Хлеба и зрелищ жаждал могучий имперский народ, что же за осечка вышла в богатой азийской земле? Зачем стоял и не хотел уходить в хорошие руки этот диковинный зверь?
Доныне струятся в душе эти и другие больные вопросы, на которые не смогли ответить не только шекспировский принц и чеховские интеллигенты, но и пророческий гений Пушкина.
Любезный читатель, одерни наконец говорливого автора, разрушь его актерский пафос и напомни ему, бестолковому, что речь идет о сезоне 1983–84 годов, когда Советская империя равна самой себе, граница — на замке, а кассеты с чужими фильмами — идеологическая контрабанда.
Нечего, нечего было еще смотреть по чудесному видаку!
И вот, проведя совещание по междугородному телефону, «корпорация» решила возвратить технику в Ленинград и целиком оплатила как представленные счета, так и новый авиабилет для «шофера референта товарища Рашидова», которого убедительно попросили в обратную дорогу авосек с собой не брать. В конце концов в одном из ленинградских «комисов» вещь ушла менее чем за половину воображаемой цены, а Женя и Юзеф сказали себе, что и то хорошо, и это тоже приличные деньги…
Несколько лет назад автор рискнул напечатать в журнале «Знамя» короткую повесть «Прощай, БДТ!», носящую подзаголовок «Из жизни театрального отщепенца» и имевшую некоторый спрос у читателя. При написании ряда эпизодов автор полагался на свою необъективную и склонную к аберрациям память (как помнил, так и излагал), а также на некоторых авторитетных для него свидетелей.

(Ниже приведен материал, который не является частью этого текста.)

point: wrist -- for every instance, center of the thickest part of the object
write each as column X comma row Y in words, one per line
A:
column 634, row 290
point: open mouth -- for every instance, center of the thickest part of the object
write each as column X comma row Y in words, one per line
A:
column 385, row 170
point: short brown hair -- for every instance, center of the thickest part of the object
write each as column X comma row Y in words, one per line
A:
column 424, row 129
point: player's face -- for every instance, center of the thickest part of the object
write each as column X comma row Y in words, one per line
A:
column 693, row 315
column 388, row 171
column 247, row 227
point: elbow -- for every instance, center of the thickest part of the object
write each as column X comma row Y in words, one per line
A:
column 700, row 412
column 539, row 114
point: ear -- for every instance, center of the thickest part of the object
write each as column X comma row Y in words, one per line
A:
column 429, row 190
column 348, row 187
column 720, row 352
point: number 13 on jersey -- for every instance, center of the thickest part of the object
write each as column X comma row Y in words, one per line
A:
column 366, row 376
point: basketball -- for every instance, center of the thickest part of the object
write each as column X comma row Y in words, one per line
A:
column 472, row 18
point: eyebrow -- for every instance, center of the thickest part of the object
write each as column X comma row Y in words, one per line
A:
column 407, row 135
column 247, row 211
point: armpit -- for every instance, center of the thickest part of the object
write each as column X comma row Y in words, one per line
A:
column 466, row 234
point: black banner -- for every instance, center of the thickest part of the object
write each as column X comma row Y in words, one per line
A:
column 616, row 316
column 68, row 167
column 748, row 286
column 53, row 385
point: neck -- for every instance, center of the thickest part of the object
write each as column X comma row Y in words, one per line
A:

Однако года через два после журнальной премьеры жена автора Ирина Владимировна, по неосторожности носящая ту же фамилию, что и он, обнаружила в глубине антресолей несколько общих тетрадей в коленкоровых обложках (96 листов, ГОСТ 13309, арт. 6344, цена 44 коп.) — две черные, красную, синюю, зеленую и две коричневые, причем одна из черных и одна из коричневых увеличенного формата (96 листов, арт. 6701-р, цена 95 коп.). Оказалось, что на клетчатых страницах многие события, цифры, факты, речи и реплики из прошлой жизни артиста Р. были им закреплены по горячим следам и почти подневно. При ближайшем рассмотрении выяснилось, что здесь содержится более высокая по степени достоверности информация, впрочем, при той же субъективности взглядов и оценок.